Requirements for Bioxhit/CCP4 Project Database

Introduction

This document reviews the usage of the initial database system in a number of software packages, with a view to updating the database schema to accommodate the needs of these packages.

Overview of the existing schema

The existing schema consists of a single mySQL database within which there are four types of "data object" (each represented by a mySQL table):

projects
jobs
facts
dingbats

Although each instance of the data objects has a unique (numerical) id, a hierarchical relationship is implied in that projects are collections of jobs, and jobs have associated facts and associated dingbats - or alternatively that each fact or dingbat must have a parent job, and each job must have a parent project. The API for the database reinforced this hierarchy.

Software systems using the existing schema

Two software systems have tried working with the schema described above (Graeme Winter's XIA and Dan Rolfe et al's Happy). Both these systems are under continual development and their requirements are not necessarily static, nonetheless it is useful to consider how they use the existing schema in order to understand its strengths and weaknesses.

XIA

XIA currently takes diffraction images and performs indexing, processing and scaling steps to generate reduced reflection data.

In the XIA usage, a project is arbitrarily defined by the user. A new project is created initially with a single (empty) job, which is referred to as the "global job" for this project.

The global job acts as a central datastore for the project. Data is associated with this global job in the form of dingbats holding pickled python objects or XML files, and as components of XIA run they use this central datastore as a way of exchanging data. Subsequent runs of XIA within the project look up information in the global job to determine the current state of knowledge about the project.

Other jobs are also arbitrarily defined, so that a run of a script may be a single job or it may create many jobs. Dingbats are also associated with individual jobs, which hold data only relevant to the job in question. XIA may need to determine what the last "useful" job was and then fetch the data in the associated dingbats in order to perform the next job.
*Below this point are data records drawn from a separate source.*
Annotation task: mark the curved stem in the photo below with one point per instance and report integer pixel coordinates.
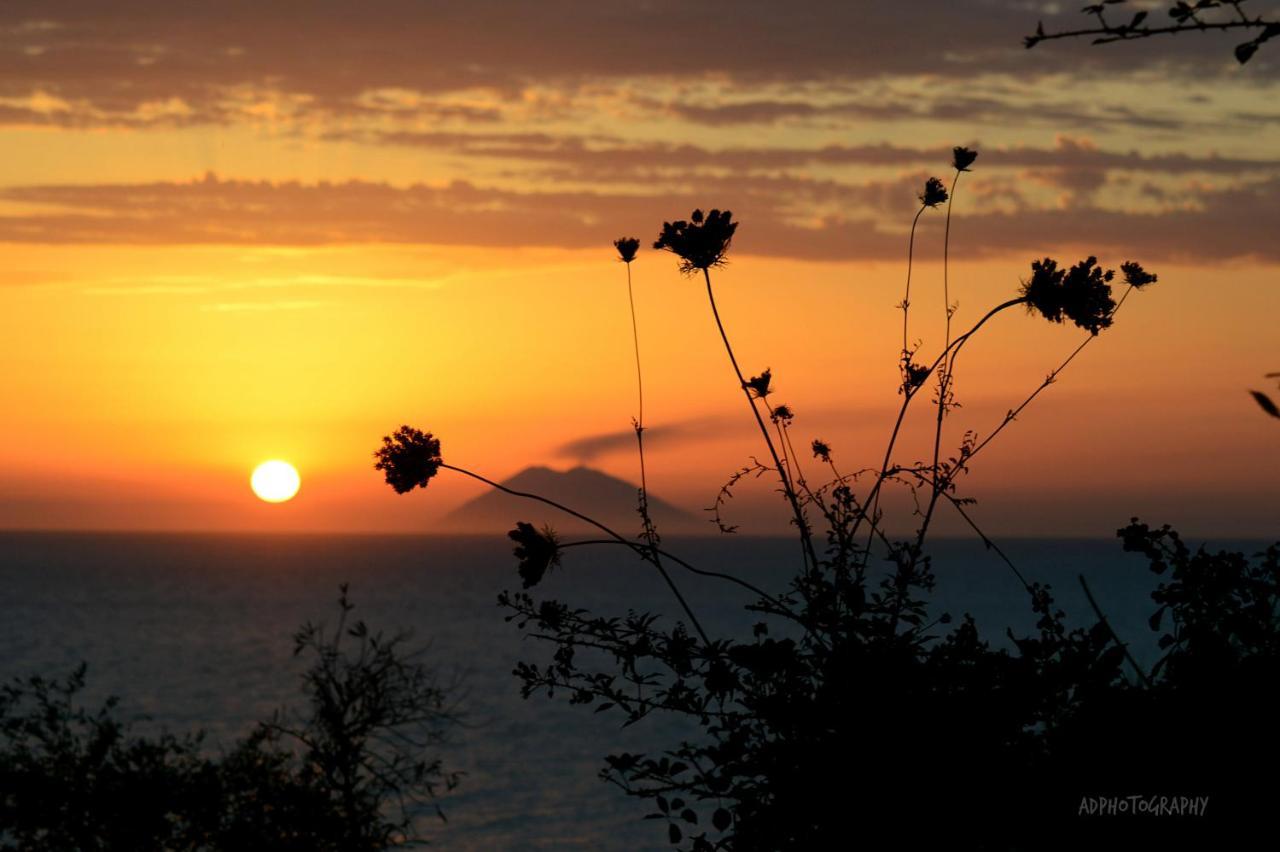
(682, 564)
(906, 297)
(807, 540)
(650, 532)
(946, 257)
(635, 339)
(1013, 415)
(872, 500)
(1102, 618)
(640, 549)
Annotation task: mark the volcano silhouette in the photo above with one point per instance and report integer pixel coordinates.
(584, 489)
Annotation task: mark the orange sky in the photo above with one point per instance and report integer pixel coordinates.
(219, 251)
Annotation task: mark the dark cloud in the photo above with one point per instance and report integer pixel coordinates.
(1205, 223)
(611, 155)
(662, 436)
(108, 59)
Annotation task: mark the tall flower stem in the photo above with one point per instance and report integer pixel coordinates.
(872, 502)
(650, 532)
(944, 372)
(1052, 376)
(805, 536)
(906, 297)
(641, 550)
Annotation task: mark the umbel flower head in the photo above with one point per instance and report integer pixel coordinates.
(699, 243)
(408, 457)
(935, 193)
(538, 550)
(963, 157)
(1080, 294)
(627, 247)
(1136, 276)
(759, 385)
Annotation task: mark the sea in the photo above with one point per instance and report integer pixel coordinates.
(195, 632)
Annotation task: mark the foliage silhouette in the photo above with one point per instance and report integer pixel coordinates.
(1185, 15)
(348, 775)
(851, 711)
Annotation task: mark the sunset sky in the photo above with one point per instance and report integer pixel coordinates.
(248, 230)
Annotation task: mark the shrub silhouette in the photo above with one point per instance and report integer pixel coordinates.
(344, 777)
(851, 713)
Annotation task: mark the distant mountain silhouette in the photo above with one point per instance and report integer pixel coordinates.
(593, 493)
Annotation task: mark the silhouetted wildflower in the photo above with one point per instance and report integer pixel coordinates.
(1082, 293)
(1136, 276)
(759, 385)
(536, 552)
(702, 242)
(935, 193)
(963, 157)
(627, 247)
(408, 457)
(914, 375)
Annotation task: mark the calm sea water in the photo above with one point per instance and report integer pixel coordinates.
(193, 631)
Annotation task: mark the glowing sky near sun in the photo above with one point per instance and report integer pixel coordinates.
(279, 230)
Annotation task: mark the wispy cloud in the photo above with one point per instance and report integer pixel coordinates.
(1201, 220)
(664, 436)
(238, 307)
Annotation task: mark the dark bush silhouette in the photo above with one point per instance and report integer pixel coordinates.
(854, 713)
(347, 775)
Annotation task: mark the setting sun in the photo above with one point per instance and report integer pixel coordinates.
(275, 481)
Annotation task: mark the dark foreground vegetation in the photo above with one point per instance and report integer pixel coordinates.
(850, 717)
(351, 772)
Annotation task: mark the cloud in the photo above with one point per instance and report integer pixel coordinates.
(1203, 221)
(146, 62)
(241, 307)
(664, 436)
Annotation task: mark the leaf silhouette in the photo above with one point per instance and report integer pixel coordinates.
(1266, 403)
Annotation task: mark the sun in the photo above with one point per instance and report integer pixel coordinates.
(275, 481)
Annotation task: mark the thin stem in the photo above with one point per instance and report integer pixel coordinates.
(946, 257)
(644, 552)
(1052, 376)
(1111, 630)
(944, 375)
(1107, 35)
(635, 339)
(764, 430)
(906, 297)
(682, 564)
(650, 532)
(873, 495)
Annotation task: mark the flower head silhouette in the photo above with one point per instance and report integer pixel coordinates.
(935, 193)
(627, 247)
(913, 375)
(1136, 276)
(408, 457)
(1080, 294)
(699, 243)
(538, 550)
(759, 385)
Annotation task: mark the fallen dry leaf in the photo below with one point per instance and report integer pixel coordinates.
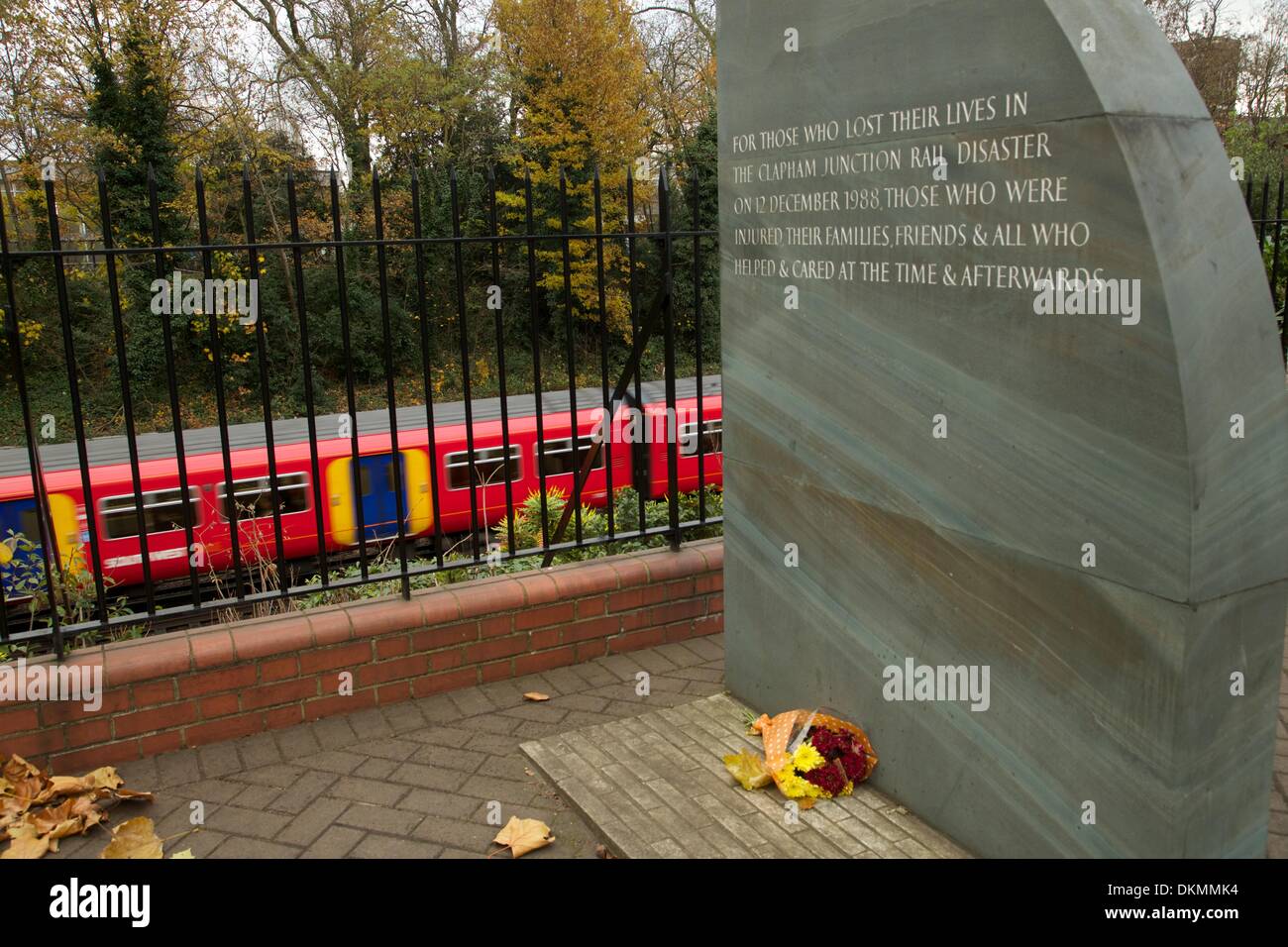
(134, 838)
(748, 770)
(26, 847)
(102, 779)
(16, 770)
(523, 835)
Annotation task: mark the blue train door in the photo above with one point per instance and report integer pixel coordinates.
(18, 517)
(376, 495)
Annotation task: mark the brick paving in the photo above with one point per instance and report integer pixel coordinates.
(655, 787)
(413, 780)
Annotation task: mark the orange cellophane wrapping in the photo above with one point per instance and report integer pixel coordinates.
(777, 733)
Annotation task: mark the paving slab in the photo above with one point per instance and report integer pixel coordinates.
(655, 788)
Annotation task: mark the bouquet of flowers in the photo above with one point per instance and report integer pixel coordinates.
(807, 755)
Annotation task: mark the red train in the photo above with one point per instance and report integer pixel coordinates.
(347, 487)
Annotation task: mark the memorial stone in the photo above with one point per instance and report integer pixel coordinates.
(1005, 444)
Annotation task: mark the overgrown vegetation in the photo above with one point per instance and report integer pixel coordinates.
(541, 89)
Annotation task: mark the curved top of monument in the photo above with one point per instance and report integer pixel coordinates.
(1157, 436)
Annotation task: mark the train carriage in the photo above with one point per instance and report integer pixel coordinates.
(356, 493)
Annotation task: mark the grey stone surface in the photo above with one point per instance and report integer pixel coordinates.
(653, 804)
(1111, 684)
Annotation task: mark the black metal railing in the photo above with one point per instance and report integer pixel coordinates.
(519, 254)
(1262, 197)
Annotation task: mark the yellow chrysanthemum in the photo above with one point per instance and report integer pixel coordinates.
(805, 759)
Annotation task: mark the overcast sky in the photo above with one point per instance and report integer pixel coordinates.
(1243, 12)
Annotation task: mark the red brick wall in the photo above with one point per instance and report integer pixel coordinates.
(189, 688)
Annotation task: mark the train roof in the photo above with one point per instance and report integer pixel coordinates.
(159, 446)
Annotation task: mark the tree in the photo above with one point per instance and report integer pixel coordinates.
(334, 52)
(576, 75)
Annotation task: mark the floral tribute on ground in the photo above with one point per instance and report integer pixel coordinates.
(807, 755)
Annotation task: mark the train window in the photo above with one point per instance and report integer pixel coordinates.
(254, 496)
(365, 478)
(487, 467)
(712, 438)
(557, 455)
(162, 512)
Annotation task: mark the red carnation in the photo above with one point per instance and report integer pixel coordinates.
(855, 766)
(829, 744)
(827, 779)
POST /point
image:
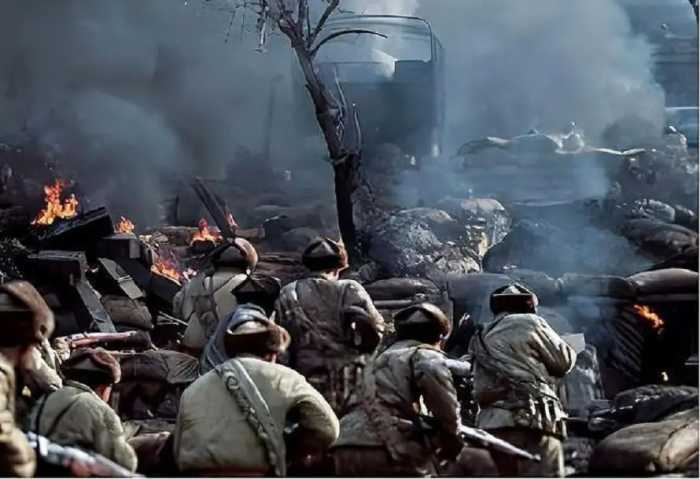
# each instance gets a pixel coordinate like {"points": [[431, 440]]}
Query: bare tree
{"points": [[338, 121]]}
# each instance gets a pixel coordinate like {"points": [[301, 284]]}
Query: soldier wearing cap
{"points": [[256, 296], [26, 322], [333, 323], [231, 420], [79, 415], [518, 358], [207, 300], [410, 379]]}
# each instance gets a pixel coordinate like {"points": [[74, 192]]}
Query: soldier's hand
{"points": [[80, 469]]}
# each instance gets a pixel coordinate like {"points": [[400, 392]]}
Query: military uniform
{"points": [[517, 360], [76, 416], [333, 323], [17, 458], [407, 381], [207, 299], [25, 320], [256, 295], [231, 420]]}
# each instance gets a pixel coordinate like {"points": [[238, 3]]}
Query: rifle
{"points": [[484, 439], [68, 457]]}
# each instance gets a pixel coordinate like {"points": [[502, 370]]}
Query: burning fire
{"points": [[648, 316], [167, 267], [205, 233], [232, 221], [54, 207], [125, 226]]}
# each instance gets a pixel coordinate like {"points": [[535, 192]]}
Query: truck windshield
{"points": [[407, 39]]}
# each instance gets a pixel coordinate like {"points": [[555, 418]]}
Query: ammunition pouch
{"points": [[543, 414]]}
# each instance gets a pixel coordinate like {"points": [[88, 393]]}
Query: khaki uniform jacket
{"points": [[76, 416], [205, 301], [410, 378], [517, 360], [17, 458], [311, 310], [212, 433]]}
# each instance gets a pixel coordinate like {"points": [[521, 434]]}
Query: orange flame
{"points": [[649, 316], [205, 233], [54, 207], [167, 267], [125, 226], [232, 221]]}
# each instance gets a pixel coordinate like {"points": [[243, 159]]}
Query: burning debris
{"points": [[205, 233], [648, 317], [56, 207], [165, 264], [125, 226]]}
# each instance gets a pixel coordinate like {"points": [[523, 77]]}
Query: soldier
{"points": [[207, 300], [518, 358], [231, 420], [333, 324], [79, 414], [28, 321], [384, 435]]}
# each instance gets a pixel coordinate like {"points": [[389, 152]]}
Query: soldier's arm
{"points": [[557, 356], [435, 383], [357, 296], [318, 426], [110, 440], [17, 458]]}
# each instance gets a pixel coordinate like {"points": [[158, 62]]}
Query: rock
{"points": [[547, 289], [400, 288], [552, 250], [649, 448], [596, 285], [666, 281], [487, 221], [298, 238], [658, 240], [405, 245], [470, 294]]}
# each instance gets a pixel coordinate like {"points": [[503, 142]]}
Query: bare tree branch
{"points": [[344, 32], [332, 5]]}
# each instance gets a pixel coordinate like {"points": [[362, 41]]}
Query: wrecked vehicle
{"points": [[396, 80]]}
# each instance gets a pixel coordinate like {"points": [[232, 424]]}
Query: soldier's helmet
{"points": [[514, 298], [424, 317], [261, 290], [250, 331], [324, 254], [239, 254], [97, 364], [26, 318]]}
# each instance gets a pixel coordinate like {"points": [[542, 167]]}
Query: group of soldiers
{"points": [[304, 379]]}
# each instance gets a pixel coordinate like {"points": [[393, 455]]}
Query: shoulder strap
{"points": [[248, 398], [57, 420]]}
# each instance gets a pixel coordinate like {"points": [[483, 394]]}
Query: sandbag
{"points": [[659, 447], [400, 288], [656, 402], [666, 281], [573, 284], [127, 312], [547, 289]]}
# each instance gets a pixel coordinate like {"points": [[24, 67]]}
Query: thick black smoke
{"points": [[130, 92]]}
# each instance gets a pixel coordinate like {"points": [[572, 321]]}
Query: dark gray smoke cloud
{"points": [[130, 92], [512, 66]]}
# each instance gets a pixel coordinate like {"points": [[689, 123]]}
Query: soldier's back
{"points": [[213, 433], [17, 458]]}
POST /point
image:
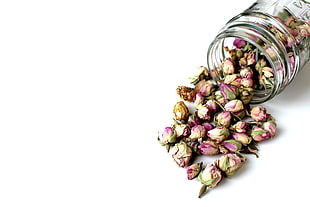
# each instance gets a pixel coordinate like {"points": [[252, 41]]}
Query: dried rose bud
{"points": [[198, 132], [246, 82], [228, 66], [246, 73], [232, 145], [233, 79], [240, 126], [243, 138], [228, 91], [259, 134], [193, 120], [199, 99], [220, 98], [204, 112], [251, 58], [212, 105], [186, 93], [193, 170], [230, 163], [182, 130], [180, 111], [210, 176], [223, 119], [168, 136], [259, 113], [218, 134], [246, 95], [208, 148], [271, 127], [181, 154], [234, 106], [208, 126], [239, 43]]}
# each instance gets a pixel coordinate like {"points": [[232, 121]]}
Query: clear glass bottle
{"points": [[279, 30]]}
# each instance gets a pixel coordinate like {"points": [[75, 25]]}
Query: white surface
{"points": [[86, 85]]}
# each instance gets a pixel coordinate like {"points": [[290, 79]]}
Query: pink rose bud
{"points": [[193, 170], [228, 91], [243, 138], [230, 163], [232, 145], [204, 112], [271, 127], [198, 132], [246, 82], [260, 134], [182, 130], [223, 119], [208, 126], [259, 113], [240, 126], [199, 99], [233, 79], [251, 58], [181, 154], [218, 134], [212, 105], [193, 120], [234, 106], [228, 66], [169, 136], [239, 43], [208, 148], [246, 73], [207, 89], [210, 176]]}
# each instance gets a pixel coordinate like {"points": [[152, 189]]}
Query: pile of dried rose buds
{"points": [[223, 122]]}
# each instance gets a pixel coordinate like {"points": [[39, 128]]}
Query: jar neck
{"points": [[286, 54]]}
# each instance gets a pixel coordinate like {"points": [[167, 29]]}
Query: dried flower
{"points": [[223, 118], [246, 82], [186, 93], [259, 134], [197, 132], [181, 154], [199, 99], [228, 91], [228, 66], [208, 148], [218, 134], [243, 138], [210, 176], [231, 145], [234, 106], [182, 130], [230, 163], [193, 120], [271, 127], [180, 111], [204, 112], [259, 113], [193, 170], [246, 73], [168, 136]]}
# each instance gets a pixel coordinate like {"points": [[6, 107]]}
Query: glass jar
{"points": [[279, 30]]}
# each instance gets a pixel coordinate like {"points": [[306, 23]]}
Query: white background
{"points": [[85, 86]]}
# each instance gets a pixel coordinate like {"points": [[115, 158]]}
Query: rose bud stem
{"points": [[203, 189]]}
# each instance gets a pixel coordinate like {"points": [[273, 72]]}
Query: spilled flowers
{"points": [[223, 122]]}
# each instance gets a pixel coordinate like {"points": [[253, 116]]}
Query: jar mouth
{"points": [[265, 43]]}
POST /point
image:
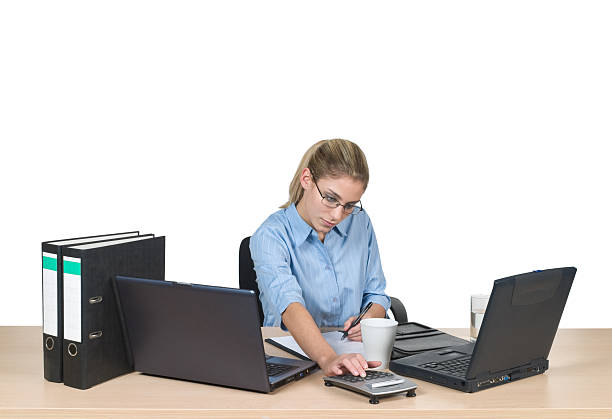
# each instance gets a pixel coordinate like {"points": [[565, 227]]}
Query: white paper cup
{"points": [[378, 336], [478, 306]]}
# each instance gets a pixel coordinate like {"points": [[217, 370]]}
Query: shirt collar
{"points": [[301, 229]]}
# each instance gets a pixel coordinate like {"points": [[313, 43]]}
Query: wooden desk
{"points": [[576, 385]]}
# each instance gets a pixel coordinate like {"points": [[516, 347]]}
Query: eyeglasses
{"points": [[331, 202]]}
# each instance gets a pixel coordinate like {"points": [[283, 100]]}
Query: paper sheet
{"points": [[333, 338]]}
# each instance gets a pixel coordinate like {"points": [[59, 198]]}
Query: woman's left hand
{"points": [[355, 333]]}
XIA does not make any use of "fact" data objects.

Future suggestions

Associate "source" and "sink" metadata with each dingbat, which reference which processes created the data object, and which ones subsequently accessed it.
Generate an id for each job which would be uniquely dependent on the input data for that job. Two jobs which ran the same procedure using the same input data would have the same id, and this would enable XIA to identify jobs that had been run previously.
Ability to create arbitrary "sub-projects", for example "solve structure" might be project #1, "process data" might be project #1.1, and "process dataset 1" might be project #1.1.1.
Split the data management into three parts: 1) global data store (i.e. the global job) to store project-specific, application-specific data objects; 2) a tracking/provenance database; 3) general database (aka "export database" or "knowledge base") which would hold data common to all applications.

Happy

Happy is a heavy atom location and phasing pipeline.

In Happy, a project corresponds to a run of the application. Within a project there are "nodes" and "paths" which together track the progress of the application.

A node corresponds to "something happens", for example an action is taken or a decision is made. The exact "something" is characterised by the node's "type" (NORMAL, START, SELECT, FORK, COPY, END_FAIL or END_SUCCESS). Nodes also have associated input and output paths.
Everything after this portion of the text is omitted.